Đồng Văn is a rural district of Hà Giang province in the Northeast region of Vietnam. As of 2019, the district had a population of 81,880. The district covers an area of 447 km^{2}. The district capital lies at Đồng Văn.

==Administrative divisions==
Đồng Văn District consists of two townships, Đồng Văn and Phố Bảng, and the communes of Hố Quáng Phìn, Lũng Cú, Lũng Phìn, Lũng Táo, Lũng Thầu, Má Lé, Phố Cáo, Phố Là, Sà Phìn, Sảng Tủng, Sính Lủng, Sủng Là, Sủng Trái, Tả Lủng, Tả Phìn, Thài Phìn Tủng and Vần Chải.

== Attractions ==

Đồng Văn District is known for its mountainous landscapes and cultural heritage associated with ethnic minority communities.
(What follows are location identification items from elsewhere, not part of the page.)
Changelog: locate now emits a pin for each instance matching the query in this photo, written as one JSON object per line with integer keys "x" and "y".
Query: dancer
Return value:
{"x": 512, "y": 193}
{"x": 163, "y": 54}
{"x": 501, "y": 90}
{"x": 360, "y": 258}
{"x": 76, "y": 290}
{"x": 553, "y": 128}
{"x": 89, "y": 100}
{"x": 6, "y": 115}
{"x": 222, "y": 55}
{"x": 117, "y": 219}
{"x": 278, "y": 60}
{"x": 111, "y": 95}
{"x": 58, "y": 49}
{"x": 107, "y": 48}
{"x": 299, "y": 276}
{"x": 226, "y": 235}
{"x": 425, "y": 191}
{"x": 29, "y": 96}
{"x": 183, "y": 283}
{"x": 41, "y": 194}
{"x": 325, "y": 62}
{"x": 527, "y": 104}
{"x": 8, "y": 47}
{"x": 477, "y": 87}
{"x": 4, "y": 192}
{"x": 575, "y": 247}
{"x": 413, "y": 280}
One of the most prominent attractions is the Đồng Văn Karst Plateau Geopark, recognized for its extensive limestone formations and geological significance. The area is characterized by rugged terrain, valleys, and high-altitude environments shaped over millions of years.

Other notable sites include the Đồng Văn Old Quarter, Thẩm Mã Pass, Phó Bảng Town, Vương family mansion, Đồng Văn Market.